Zumba essentially rose to fame in the early 2000s by running infomercials and selling DVDs of its Latin-dance-inspired workouts, creating a global following that made it into one of the most well-known brands in fitness. More recently, the company released Zumba video games on platforms including Xbox, the Nintendo Wii and Nintendo Switch.

In early 2024, Zumba plans to launch a series of new digital direct-to-consumer products and offerings. 

While he can’t get into specifics yet, Perlman says the upcoming products will expose new consumers to the Zumba brand and are designed, ultimately, to drive more people into gyms to take in-person classes.

“Traditionally, there’s a phenomenon that anytime we launch direct-to-consumer products, we see a flood of new people into Zumba classes,” Perlman says.

That should bode well for the long list of gyms in the U.S. and abroad that carry Zumba classes, particularly as the demand for group exercise continues to rise post-pandemic as people seek more in-person connection. 

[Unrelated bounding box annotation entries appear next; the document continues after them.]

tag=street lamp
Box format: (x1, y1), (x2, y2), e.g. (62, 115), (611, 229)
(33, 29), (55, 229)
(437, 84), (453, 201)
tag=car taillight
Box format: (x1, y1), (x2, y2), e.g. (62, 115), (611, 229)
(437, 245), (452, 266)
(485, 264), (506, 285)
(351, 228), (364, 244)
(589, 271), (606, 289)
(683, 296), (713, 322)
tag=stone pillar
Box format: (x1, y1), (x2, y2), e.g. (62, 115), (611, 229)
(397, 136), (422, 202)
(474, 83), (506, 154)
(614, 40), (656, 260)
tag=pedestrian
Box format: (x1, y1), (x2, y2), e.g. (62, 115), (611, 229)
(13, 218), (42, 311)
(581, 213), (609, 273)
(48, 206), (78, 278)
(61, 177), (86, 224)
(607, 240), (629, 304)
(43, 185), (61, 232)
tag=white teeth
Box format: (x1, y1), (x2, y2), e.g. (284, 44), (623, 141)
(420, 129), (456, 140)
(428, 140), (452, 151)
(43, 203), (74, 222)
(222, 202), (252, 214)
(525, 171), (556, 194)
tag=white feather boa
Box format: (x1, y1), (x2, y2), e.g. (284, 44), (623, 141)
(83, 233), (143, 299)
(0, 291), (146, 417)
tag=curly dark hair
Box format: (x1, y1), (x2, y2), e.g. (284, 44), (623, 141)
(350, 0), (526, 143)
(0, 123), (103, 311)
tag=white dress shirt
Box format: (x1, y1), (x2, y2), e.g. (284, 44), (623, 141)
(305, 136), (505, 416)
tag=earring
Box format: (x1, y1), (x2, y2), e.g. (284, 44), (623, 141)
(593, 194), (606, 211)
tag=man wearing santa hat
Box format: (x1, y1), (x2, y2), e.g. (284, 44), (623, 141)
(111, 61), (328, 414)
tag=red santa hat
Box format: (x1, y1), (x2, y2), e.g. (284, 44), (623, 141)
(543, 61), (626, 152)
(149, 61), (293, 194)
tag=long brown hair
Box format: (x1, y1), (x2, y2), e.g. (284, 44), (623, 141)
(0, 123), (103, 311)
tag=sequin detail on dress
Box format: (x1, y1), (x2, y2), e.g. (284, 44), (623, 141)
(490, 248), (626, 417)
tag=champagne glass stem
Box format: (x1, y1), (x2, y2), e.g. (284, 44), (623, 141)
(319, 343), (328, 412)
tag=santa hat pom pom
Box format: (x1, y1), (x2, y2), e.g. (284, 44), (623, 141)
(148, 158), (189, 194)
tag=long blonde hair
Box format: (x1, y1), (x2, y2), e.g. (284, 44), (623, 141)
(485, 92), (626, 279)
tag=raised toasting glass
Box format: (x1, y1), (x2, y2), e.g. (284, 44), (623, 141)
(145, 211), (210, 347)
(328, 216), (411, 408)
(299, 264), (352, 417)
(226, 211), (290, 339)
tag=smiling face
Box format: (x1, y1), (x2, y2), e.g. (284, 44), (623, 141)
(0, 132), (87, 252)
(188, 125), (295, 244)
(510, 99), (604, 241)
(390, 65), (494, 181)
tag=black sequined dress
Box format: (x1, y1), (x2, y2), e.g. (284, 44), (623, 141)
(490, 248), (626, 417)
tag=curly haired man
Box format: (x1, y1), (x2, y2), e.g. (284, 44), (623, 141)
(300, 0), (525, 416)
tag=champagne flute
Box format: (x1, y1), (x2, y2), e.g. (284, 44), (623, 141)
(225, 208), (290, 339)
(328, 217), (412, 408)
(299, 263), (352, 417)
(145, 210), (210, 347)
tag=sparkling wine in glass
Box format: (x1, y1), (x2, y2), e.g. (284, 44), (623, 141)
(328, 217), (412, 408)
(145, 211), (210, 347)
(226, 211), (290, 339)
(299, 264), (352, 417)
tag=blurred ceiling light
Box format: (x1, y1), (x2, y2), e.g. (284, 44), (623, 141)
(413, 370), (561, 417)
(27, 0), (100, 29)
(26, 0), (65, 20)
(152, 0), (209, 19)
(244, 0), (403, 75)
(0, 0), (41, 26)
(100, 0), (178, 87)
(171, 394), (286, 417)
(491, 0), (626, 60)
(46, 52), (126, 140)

Zumba consistently ranks among the most popular group fitness classes in gyms around the world, including at low-cost chains like Crunch Fitness as well as more premium clubs like Life Time. Zumba’s popularity with consumers at both ends of the socioeconomic spectrum is another similarity between the brand and Apple. 

One more commonality between the South Florida dance fitness pioneer and California tech giant is having a founder who’s committed to the growing brand – and serving its customers – above all else.

Zumba’s corporate offices in Miami were closed the Monday after the convention, so Perlman himself sat at the reception desk so he could greet instructors who made the post-Zincon pilgrimage from Orlando to South Florida. 

“I didn’t want them to show up and for there not to be anyone there,” the Zumba CEO says. “Instructors from countries as far as Indonesia showed up, and I was giving them tours. They couldn’t believe it, but I was able to ask them: ‘What can we change?’ ‘What can we make better?’ And they gave me lots of ideas.”